Returned emigrants can feel isolated
After an initial ‘honeymoon period’ of being at home and meeting friends and family for the first time in months or years, returned emigrants or travellers can feel isolated and adrift.
Changes in personal relationships and financial status are some of the causes of concern for returning volunteers and emigrants as well as structural barriers such as changing career, finding accommodation and adjusting to a higher cost of living.
It is a strange period of readjustment, and organisations such as Comhlámh, which was set up support development workers returning to Ireland, have recognised this particular shock; they urge returning volunteers to take the time to relax and enjoy the changed society which they have returned to and to reconnect with others.

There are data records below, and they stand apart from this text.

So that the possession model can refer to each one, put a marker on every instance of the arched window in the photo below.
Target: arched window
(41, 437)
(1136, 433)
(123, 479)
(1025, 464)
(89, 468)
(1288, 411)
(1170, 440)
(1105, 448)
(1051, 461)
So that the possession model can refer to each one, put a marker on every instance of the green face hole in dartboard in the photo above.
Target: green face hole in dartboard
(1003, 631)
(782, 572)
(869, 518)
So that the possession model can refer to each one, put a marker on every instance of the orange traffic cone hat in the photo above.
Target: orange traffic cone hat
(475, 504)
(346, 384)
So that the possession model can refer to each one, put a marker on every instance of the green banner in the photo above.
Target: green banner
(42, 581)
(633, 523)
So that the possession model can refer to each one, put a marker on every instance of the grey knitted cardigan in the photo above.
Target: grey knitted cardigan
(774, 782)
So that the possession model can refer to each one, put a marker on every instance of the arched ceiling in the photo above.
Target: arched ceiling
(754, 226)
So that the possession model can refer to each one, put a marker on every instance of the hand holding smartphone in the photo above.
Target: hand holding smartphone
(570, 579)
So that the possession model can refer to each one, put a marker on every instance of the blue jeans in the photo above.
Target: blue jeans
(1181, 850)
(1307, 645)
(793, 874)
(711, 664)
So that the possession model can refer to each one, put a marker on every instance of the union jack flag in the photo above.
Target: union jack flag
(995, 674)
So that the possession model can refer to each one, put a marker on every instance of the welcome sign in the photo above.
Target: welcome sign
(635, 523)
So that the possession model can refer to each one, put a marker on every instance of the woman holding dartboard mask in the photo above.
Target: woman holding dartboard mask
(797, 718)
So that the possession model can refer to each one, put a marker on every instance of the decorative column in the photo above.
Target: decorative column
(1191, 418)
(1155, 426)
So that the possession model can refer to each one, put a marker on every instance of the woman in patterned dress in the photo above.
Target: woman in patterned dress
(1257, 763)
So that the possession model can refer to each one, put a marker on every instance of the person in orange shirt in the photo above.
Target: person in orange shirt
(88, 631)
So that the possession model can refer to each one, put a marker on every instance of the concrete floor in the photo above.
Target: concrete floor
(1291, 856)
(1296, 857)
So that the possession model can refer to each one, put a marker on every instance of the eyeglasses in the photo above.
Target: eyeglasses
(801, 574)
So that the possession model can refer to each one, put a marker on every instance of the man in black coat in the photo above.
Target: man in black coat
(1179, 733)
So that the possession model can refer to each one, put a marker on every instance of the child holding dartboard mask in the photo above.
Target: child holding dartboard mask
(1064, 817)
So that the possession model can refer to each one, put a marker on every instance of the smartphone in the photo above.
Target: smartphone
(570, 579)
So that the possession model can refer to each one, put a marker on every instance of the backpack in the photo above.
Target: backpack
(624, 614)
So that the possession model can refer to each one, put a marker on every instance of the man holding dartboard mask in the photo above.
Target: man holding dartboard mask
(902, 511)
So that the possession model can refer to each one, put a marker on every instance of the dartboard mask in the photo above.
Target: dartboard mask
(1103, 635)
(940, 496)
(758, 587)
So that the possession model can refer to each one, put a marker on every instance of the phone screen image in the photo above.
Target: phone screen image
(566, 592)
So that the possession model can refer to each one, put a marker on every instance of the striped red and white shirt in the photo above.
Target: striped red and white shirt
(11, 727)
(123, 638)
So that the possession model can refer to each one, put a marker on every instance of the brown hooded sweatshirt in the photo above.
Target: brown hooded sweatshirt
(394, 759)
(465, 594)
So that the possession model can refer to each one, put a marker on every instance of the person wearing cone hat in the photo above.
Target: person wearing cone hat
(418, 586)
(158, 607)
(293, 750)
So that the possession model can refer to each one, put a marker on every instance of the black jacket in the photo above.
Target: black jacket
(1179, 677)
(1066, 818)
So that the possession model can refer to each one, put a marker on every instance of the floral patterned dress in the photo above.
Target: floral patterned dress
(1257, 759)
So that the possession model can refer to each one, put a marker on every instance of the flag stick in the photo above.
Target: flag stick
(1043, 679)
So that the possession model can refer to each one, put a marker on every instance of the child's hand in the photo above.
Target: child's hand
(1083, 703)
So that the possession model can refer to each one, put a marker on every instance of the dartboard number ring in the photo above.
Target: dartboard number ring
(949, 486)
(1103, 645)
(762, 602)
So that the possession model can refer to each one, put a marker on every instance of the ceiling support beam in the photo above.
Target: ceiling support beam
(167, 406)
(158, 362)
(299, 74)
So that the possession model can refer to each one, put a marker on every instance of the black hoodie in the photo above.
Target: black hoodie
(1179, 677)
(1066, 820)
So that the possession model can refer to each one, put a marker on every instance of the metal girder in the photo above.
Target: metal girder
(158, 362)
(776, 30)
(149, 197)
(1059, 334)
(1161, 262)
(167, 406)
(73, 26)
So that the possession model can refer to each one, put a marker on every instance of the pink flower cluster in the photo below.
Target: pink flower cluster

This approach works to a certain extent and I have become adept at judging that exact moment where my friend’s tire of my travel tales. When that happens it is easier to talk about a country which is hopefully exiting in recovery; the queues outside bars on Dawson Street, refurbished late night spots on Leeson Street and new cafés and restaurants popping up across the city.
Have we learned anything?
Indeed, things have changed since last year: there are more job vacancies in the capital at least, rents (unfortunately)are on the up and so is people’s confidence.
However, it is hard not to feel nostalgia for life on the road and the sensory pleasure that tasting new cultures brings, from stumbling across new versions of history to stories never heard before.
Travelling and living in other countries makes us look at Ireland in a new way, sometimes in a more positive light and sometimes with a more nuanced appreciation of how conservative and unyielding the pillars of our society truly are.
It leads us to question whether we have learned anything from our mistakes in the past. And it is exactly this mixed emotion which a whole legion of other returning Irish emigrants will feel if they come home again.
If they do return, it may be worth listening to their ideas, even if they do appear to be a culture shock, to us.